Ruan Jianhong, head of the central bank's survey and statistics division, said current monetary conditions and sound economic performance provided good timing for further deleveraging.
In 2017, new yuan-denominated loans totaled 13.53 trillion yuan, which was 878 billion yuan more than the previous year, with new loans in December at 584.4 billion yuan, more than 400 billion yuan less than market expectations.
"Amid the deleveraging process and tougher financial regulations, the slower growth indicated that the capital uses by commercial banks have become better regulated with less fund circulating inside the financial sector and less derivative deposits," Ruan said.
In November, Chinese regulators released draft guidelines that will unify rules covering asset management products issued by all types of financial institutions to curb financial risks and reduce leverage ratio.
The guidelines require financial institutions to set leverage ceilings on asset management products.
There will be a transition period that will last until June 30, 2019, during which institutions should not expand the scale of products that do not comply with the guidelines.
The sudden slowdown in M2 growth can be partly attributed to the new guidelines, according to China International Capital Corp. (CICC).
"In the future, slower M2 growth than before will become the 'new normal,' as the country's deleveraging process deepens and the financial sector gets back to the function of serving the economy," Ruan said.

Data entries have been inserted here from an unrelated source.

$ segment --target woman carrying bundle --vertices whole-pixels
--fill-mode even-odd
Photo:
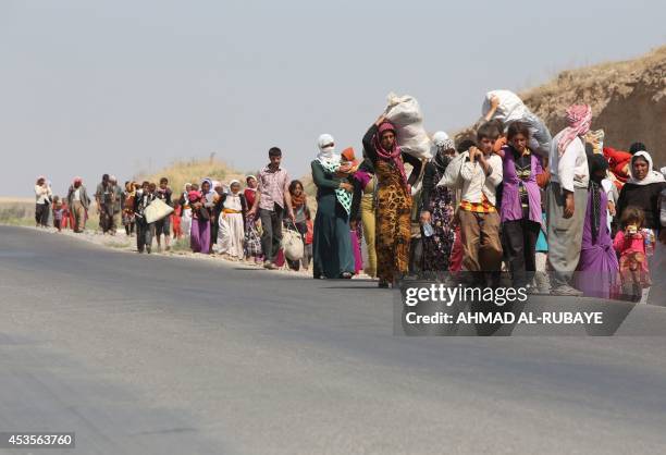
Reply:
[[[409,270],[411,237],[411,184],[421,171],[418,158],[404,153],[397,145],[395,126],[384,115],[363,136],[363,148],[372,161],[377,189],[377,274],[380,287]],[[409,177],[405,161],[412,165]]]

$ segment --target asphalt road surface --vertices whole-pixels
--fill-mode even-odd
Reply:
[[[394,336],[369,282],[20,228],[0,286],[0,431],[76,433],[34,453],[666,448],[665,337]]]

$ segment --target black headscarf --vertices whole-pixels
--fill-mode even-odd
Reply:
[[[608,161],[603,155],[595,153],[588,156],[588,168],[590,170],[590,192],[592,192],[592,242],[599,237],[601,225],[601,192],[603,192],[602,180],[604,176],[596,175],[597,172],[605,172],[608,169]]]

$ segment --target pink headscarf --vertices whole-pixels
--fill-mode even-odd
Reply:
[[[557,144],[557,152],[562,157],[569,144],[578,136],[584,136],[592,125],[592,108],[590,104],[574,104],[567,109],[567,127]]]
[[[201,199],[201,193],[199,193],[199,192],[195,192],[195,190],[192,190],[192,192],[187,193],[187,199],[188,199],[190,202],[196,202],[196,201],[198,201],[199,199]]]
[[[384,148],[382,147],[381,138],[382,138],[382,135],[387,131],[392,131],[393,134],[395,134],[395,126],[393,126],[393,123],[384,122],[379,126],[377,134],[373,137],[372,145],[374,146],[374,150],[377,151],[377,156],[379,158],[385,161],[391,160],[394,162],[398,171],[400,171],[400,176],[403,177],[403,185],[406,186],[407,185],[407,174],[405,174],[405,164],[403,163],[403,160],[400,159],[402,150],[397,145],[397,138],[393,143],[392,150],[384,150]]]

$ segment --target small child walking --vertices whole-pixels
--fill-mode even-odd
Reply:
[[[622,294],[632,302],[646,302],[652,280],[648,269],[648,256],[654,248],[654,233],[643,228],[645,213],[637,207],[628,207],[621,219],[613,247],[619,254],[619,273]]]
[[[58,230],[58,232],[62,232],[62,219],[64,216],[64,208],[62,200],[58,197],[53,197],[53,228]]]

She added that factors affecting money supply had become more complicated than before due to market development and financial innovations, so the M2 figure was now less predictable, less controllable and less relevant to the economy.
"Thus there is no need to get overly concerned about or over-interpret the changed pace," Ruan said. "The central bank will continue to implement prudent and neutral monetary policy, control the level of overall money supply and maintain reasonable growth in credit and social financing to hold the liquidity level steady."
China will also strengthen supervision, adjust the "intensity and tempo" of policies to stabilize market expectations, and create a neutral and moderate monetary environment for supply-side structural reforms and high-quality development, she added.
CICC says it maintains its forecast that interest rates for open market operations will continue to rise and monetary policy may move toward the tight end.